Un hélicoptère a servi à chasser les caribous

Les autochtones de la bande innue de Sept-Îles, qui ont récemment décimé une harde protégée de caribous des bois dans la région de Red Wine, près de Goose Bay, au Labrador, ont non seulement chassé dans une zone interdite de chasse en vertu de règles fédérales et provinciales, mettant en danger par leur geste une sous-espèce menacée de disparition, mais l'ont aussi fait à partir d'un hélicoptère, a appris Le Devoir, ce que toutes les lois en matière de conservation et de chasse, ainsi que l'éthique de la chasse la plus élémentaire, interdisent.

C'est ce qu'ont confirmé hier deux sources, l'une autochtone, l'autre de la direction de la Fédération québécoise des gestionnaires de ZEC du Québec (FQGZ), qui évoquait explicitement cette pratique dans le communiqué émis en fin d'après-midi hier pour dénoncer cette «tuerie» et le silence «inquiétant» des ministres fédéraux et provinciaux mis en cause dans ce dossier.
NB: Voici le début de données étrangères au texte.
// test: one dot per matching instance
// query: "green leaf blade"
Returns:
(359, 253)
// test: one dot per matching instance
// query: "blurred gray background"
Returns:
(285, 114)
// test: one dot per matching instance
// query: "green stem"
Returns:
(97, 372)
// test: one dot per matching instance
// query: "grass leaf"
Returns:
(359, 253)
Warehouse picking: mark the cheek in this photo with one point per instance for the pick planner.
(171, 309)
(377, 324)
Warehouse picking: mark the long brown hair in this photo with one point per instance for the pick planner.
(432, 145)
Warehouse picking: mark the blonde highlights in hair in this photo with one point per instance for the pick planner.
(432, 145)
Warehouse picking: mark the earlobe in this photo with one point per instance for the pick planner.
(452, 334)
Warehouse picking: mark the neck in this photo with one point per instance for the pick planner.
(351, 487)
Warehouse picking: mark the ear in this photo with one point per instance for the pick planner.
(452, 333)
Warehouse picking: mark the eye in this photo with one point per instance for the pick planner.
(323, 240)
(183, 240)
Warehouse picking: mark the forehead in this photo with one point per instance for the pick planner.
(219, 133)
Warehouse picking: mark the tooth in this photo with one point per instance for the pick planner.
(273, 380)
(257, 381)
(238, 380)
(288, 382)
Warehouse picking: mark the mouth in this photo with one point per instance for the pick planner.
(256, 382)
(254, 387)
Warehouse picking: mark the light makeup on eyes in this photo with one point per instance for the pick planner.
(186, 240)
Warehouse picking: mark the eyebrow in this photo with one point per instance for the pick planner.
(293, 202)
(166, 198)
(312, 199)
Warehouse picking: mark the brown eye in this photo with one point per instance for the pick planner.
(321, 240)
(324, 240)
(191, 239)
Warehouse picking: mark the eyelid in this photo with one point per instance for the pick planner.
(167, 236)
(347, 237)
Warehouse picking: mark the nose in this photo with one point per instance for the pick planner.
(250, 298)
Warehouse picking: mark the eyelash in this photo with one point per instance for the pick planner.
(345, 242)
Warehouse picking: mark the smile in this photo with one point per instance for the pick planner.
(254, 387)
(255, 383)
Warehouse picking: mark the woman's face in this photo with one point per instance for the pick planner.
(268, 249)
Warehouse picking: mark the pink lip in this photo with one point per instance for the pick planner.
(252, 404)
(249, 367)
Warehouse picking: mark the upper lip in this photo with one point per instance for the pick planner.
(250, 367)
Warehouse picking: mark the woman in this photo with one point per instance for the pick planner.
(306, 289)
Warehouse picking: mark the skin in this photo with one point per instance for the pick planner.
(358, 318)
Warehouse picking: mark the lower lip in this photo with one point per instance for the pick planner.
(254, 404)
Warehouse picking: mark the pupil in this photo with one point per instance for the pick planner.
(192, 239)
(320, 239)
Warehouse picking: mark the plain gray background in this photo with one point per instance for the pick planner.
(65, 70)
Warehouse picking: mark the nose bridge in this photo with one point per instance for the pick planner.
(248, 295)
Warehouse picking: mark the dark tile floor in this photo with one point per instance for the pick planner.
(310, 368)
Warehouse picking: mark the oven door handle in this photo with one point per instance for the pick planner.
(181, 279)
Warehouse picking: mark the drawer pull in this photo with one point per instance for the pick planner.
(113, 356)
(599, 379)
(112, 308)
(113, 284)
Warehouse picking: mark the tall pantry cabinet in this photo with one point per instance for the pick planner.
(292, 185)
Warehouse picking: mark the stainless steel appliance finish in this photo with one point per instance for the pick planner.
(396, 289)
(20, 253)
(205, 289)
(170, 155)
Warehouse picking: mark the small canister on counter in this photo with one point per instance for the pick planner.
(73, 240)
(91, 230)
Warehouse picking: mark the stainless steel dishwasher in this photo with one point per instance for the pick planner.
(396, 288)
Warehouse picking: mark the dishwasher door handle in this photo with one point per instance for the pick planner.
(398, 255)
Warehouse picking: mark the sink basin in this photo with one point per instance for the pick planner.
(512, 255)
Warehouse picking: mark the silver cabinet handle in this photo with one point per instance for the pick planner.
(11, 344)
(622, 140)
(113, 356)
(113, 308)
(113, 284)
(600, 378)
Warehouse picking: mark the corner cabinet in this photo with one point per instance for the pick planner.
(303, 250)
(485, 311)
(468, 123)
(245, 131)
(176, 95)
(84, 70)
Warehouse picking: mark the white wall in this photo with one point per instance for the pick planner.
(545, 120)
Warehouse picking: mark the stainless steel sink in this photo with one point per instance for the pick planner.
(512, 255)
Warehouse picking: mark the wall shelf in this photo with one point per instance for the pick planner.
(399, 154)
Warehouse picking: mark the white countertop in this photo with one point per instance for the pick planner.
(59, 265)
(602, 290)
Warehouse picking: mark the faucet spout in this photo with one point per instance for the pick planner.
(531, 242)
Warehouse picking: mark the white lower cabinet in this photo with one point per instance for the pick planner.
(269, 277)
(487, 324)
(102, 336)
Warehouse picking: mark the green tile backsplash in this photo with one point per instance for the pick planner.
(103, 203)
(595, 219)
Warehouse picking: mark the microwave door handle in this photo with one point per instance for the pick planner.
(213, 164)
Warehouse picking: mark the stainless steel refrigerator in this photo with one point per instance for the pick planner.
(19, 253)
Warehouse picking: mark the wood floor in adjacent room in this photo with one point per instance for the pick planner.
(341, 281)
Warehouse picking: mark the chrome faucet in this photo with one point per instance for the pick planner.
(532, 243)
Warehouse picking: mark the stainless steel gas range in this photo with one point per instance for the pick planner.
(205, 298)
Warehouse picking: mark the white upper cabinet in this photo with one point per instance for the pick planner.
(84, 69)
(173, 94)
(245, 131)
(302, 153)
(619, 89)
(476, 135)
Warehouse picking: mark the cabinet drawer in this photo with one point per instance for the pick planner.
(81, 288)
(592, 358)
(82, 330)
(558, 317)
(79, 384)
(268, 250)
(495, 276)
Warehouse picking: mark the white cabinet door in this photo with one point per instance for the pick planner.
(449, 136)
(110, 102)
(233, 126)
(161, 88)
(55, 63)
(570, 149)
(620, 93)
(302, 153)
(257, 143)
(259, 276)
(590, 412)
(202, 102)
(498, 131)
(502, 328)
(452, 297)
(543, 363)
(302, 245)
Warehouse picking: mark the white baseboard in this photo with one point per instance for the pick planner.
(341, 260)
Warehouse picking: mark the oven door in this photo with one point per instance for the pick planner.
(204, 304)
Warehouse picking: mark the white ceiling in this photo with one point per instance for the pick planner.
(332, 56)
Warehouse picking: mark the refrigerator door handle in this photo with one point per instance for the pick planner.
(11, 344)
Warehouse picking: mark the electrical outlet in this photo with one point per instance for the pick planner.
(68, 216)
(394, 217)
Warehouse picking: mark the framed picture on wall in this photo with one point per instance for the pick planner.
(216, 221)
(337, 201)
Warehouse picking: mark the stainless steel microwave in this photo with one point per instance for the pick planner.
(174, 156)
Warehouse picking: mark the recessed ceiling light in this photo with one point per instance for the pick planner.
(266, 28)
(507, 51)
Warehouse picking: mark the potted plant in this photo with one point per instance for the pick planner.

Jusqu'à présent, seuls les Innus d'autres bandes, y compris celles du Labrador, ont pris position contre la bande de Sept-Îles, venue chasser dans un territoire situé à proximité de celui des Innus de Goose Bay.

Cette «tuerie» est le fait d'autochtones de la bande Uashat-Mani-Utenam de Sept-îles, qui ont refusé d'entériner la récente entente de principe Québec-Innus signée le 31 mars, ceux de Sept-Îles la trouvant trop faible. Le chef de cette bande, Rosario Pinette, a déclaré au National Post avant-hier que l'abattage d'une cinquantaine de caribous de la sous-espèce menacée des monts Red Wine n'était pas grave dans un pays qui compte des millions de caribous. La sauvegarde de cette harde faisait l'objet d'ententes entre les Innus du Labrador et le gouvernement terre-neuvien.

D'après les renseignements obtenus par Le Devoir, l'hélicoptère nolisé pour cet abattage massif a principalement servi à localiser les caribous des bois du secteur Red Wine. Les motoneigistes de la même bande étaient en quelque sorte synchronisés du haut des airs grâce à de l'équipement de communications.

Toujours selon la même source, les propriétaires de cet hélicoptère, qui a servi à chasser dans un territoire protégé par les lois fédérales et provinciales, n'auraient pas dû accepter que cet appareil soit utilisé pour une chasse illégale à tous égards. «Si le ministère fédéral des Transports fait son travail, estime la même source, la société commerciale en cause pourrait avoir de sérieux problèmes avec le maintien de son permis. Évidemment, ce sera différent si Ottawa décide de fermer les yeux une fois de plus.»

Chez les gestionnaires de ZEC, on se surprend du silence des ministres Pierre Corbeil, responsable de la chasse, et Benoît Pelletier, responsable du dossier autochtone. «Après tout, il s'agit de chasseurs d'ici», expliquait Suzanne Saint-Amour, de la FQGZ.

Pour le secrétaire-trésorier de cette fédération, Éric Desbiens, «que savaient, qu'ont fait et qu'attendent nos autorités gouvernementales pour dénoncer et condamner ces gestes inacceptables de la part de citoyens autochtones du Québec, et ce, même si la tuerie s'est passée au Labrador? Nous sommes inquiets face à ce genre d'événement par des gens de chez nous».

Les Innus de Sept-Îles ont fait deux incursions en territoire terre-neuvien protégé. C'est à leur première incursion, le 21 mars, que les agents de la faune de Terre-Neuve sont intervenus et ont saisi 32 caribous, des carabines et deux motoneiges appartenant à des Innus québécois. En fin de semaine dernière, la bande de Sept-Îles récidivait en force. Plus de 60 autochtones retournaient abattre plus de 30 nouvelles bêtes dans ce territoire protégé où d'autres caribous migrateurs se retrouvent aussi à ce moment-ci de l'année.

Les Innus de Sept-Îles, qui ne reconnaissent pas la frontière Québec-Labrador, ont expliqué après coup leur geste en lui donnant un sens politique. Il visait, disent-ils, à obtenir une rencontre avec le ministre responsable des autochtones du côté terre-neuvien pour amorcer des négociations territoriales. Les Innus du Labrador ont dénoncé le geste de la bande de Sept-Îles en disant qu'il menaçait la réputation de tous les autochtones en matière de conservation ainsi que leur crédibilité, particulièrement dans la perspective d'éventuelles négociations sur le sens et la portée des chasses et des activités traditionnelles.